Olives can be used for more than just adorning cocktails at dinner parties. They can be delicious (and healthy) food on their own, replacing less flavorful things like green beans and peas if you want. But that only matters if you can keep them around for long enough to make them. So, can you freeze olives?
Yes, you can freeze olives whether they are right off the vine or store-bought. Olives are one of the vegetables that has adapted the best to the revolution that is refrigeration. They keep their flavor and texture for up to six months, and even after then the loss of flavor is only a real problem after eight.
There are a few nuances in the preparation of frozen olives, however. It is nothing big, you will not be expected to do advanced chemistry or anything like that. But you probably do not want your olives to be stuck together.
How To Freeze Olives
There are two ways to go about freezing olives: The easy way, and the way that ensures that they do not stick together in the freezer. The thing you should know now is that your olive is not necessarily going to get stuck together in the freezer. This is not always going to happen.
But in case it starts happening, you will probably want to know how to make it stop.
The Easy Way
Everyone has the same instinct when they think of freezing vegetables: “Can’t you just throw them in the freezer and go about with the rest of your day?”

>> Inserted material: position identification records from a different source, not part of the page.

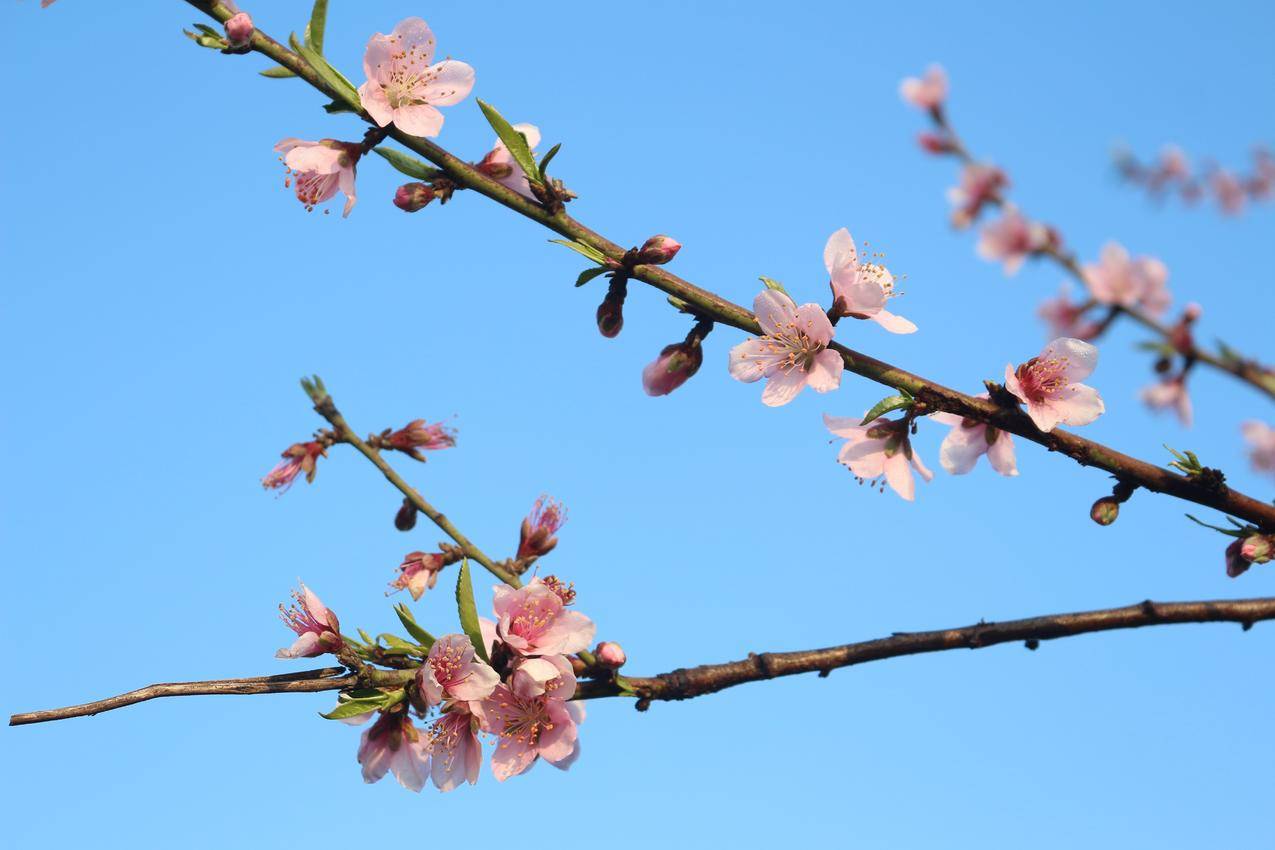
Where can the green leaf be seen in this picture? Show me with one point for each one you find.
(316, 26)
(774, 284)
(468, 612)
(584, 250)
(589, 274)
(413, 628)
(337, 80)
(409, 166)
(885, 405)
(545, 162)
(513, 139)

With most vegetables, doing this is a trap. Your vegetables will be destroyed by the cold or devoured by bacteria if you do not take steps to protect them. In the case of olives, it is slightly less true. Olives have skin, like an apple, and squishy insides. But the skin is good at keeping the insides safe.
This means that, at least in theory, olives could be just thrown into the freezer. Their insides are not going to freeze and rupture like cucumbers would (they do not have enough water for that). But part of the reason other vegetables require preparation before freezing is because, in practice, they will have to share the freezer.
So, clean your olives and store them in their jar or a Tupperware container. They will not die to the cold, but they can still get crushed by a frozen pizza, bucket of ice cream, or whatever else you maybe have in there.
The Hard Way
The “hard way” is by “brining” the olives before you freeze them. Brining is a process that helps preserve the olives from bacteria, age, and freezer burn. In short, it is a full-proof freezing method.
The brining process involves a lot of water, a lot of salt, and a vessel that can hold both. Try to get a one-gallon jug or jar. If you do not have one, you can use a cleaned-out milk jug. Fill the vessel with water, then add four ounces of salt to it. This is your brining liquid. Next, pour the liquid into a pan and boil your olives in the fluid.
After they have been boiled, you need to rinse them. This does not mean scrubbing them down. Rather, you should put them in a strainer and run some cold water over them. Once they are rinsed out, put them in a container and freeze them like normal. Now, they will last for up to two years.
Two years is the maximum though, and you should be sure to check on them periodically to make sure they are fine. Eighteen months is when the brined olives really start to run any risks. You definitely do not need to worry about them before that time.
What Kills Olives In The Freezer?
When you store meat in the freezer, it is eaten by bacteria. When you store vegetables in the freezer, it is eaten by the simple fact that it is frozen. You see, when things freeze they begin to separate out. It happens very slowly, and any interruption to the process will return the things in question back to equilibrium.
But if it is not stopped, it eventually develops into a freezer burn. Nothing comes back from this. And this is what usually kills olives, along with most other vegetables you can store in the freezer.